Die indonesische Regierung unterzeichnete am 9. September 2026 zwei gemeinsame Erlasse zur Integration der Dienstleistungen für ausländische Arbeitskräfte im Zusammenhang mit Investitionstätigkeiten. Unterzeichnet wurden die Erlasse von Arbeitsminister Yassierli, dem Minister für Einwanderung und Strafvollzug Agus Andrianto sowie dem Minister für Investitionen und Downstreaming und Leiter der Investitionsbehörde BKPM, Rosan Perkasa Roeslani.
Die beiden Erlasse regeln die Integration des Online-Single-Submission-Systems (OSS) mit dem SIAPkerja-System des Arbeitsministeriums und der All-Indonesia-Anwendung des Ministeriums für Einwanderung und Strafvollzug. Zudem wird ein technisches Team für die Umsetzung der Systemintegration eingerichtet.
Im Rahmen der neuen Regelung soll OSS als zentrale Anlaufstelle für Unternehmen dienen, die Genehmigungen für den Einsatz ausländischer Arbeitskräfte, sogenannte RPTKA, sowie damit verbundene Visa- und Aufenthaltstitel beantragen. Dazu gehören Visa für einen befristeten Aufenthalt (VITAS), befristete Aufenthaltstitel (ITAS) und unbefristete Aufenthaltstitel (ITAP).
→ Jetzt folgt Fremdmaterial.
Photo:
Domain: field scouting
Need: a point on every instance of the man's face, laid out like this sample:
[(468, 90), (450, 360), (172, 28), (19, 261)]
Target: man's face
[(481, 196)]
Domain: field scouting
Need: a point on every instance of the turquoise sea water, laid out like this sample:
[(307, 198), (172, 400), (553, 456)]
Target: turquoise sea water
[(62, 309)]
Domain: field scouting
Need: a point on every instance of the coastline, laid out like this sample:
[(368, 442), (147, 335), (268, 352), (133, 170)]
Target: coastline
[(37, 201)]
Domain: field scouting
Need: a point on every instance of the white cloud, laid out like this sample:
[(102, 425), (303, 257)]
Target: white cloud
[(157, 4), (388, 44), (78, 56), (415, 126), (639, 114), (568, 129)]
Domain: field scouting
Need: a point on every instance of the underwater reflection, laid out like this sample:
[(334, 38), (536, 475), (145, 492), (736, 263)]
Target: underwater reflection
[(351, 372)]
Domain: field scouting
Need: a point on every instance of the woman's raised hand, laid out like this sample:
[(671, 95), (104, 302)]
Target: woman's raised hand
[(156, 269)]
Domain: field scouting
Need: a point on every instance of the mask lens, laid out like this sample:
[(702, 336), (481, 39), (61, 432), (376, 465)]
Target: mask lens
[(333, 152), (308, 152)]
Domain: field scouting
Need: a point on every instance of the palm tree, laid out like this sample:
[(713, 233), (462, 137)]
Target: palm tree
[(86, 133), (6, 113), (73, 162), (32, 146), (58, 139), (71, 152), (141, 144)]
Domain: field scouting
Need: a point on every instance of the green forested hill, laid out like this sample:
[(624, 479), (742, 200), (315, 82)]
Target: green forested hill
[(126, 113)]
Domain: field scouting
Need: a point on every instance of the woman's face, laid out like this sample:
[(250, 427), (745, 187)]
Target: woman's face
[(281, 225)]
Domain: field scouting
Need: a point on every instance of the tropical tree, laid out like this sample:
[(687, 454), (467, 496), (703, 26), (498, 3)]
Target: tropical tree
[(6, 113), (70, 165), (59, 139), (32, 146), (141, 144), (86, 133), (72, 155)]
Die zuständigen Ministerien behalten dabei ihre jeweiligen Prüfungs- und Genehmigungsbefugnisse. Das Arbeitsministerium bearbeitet und prüft RPTKA-Anträge und stellt die entsprechenden Genehmigungen über SIAPkerja aus. Das Ministerium für Einwanderung und Strafvollzug prüft und erteilt Genehmigungen für VITAS, ITAS und ITAP über die All-Indonesia-Anwendung. Informationen über ausgestellte Dokumente werden anschließend an das OSS-System übermittelt.
Die gemeinsamen Erlasse sehen zudem Service-Level-Vorgaben für die jeweiligen Verfahren vor. Nach Angaben des Ministeriums für Investitionen und Downstreaming/BKPM können Dokumente über einen in OSS integrierten sogenannten fiktif positif-Mechanismus ausgestellt werden, wenn die vorgesehene Bearbeitungsfrist überschritten wird.
Investitionsminister Rosan erklärte, dass die Regierung für die Bearbeitung im Rahmen des neuen Systems einen Zeitraum von etwa vier bis fünf Tagen erwartet.
„Die Genehmigung wird etwa vier bis fünf Tage dauern“, sagte Rosan, wie von ANTARA zitiert. Er verwies dabei auf die Regierungsverordnung Nr. 28 aus dem Jahr 2025 über risikobasierte Unternehmensgenehmigungen.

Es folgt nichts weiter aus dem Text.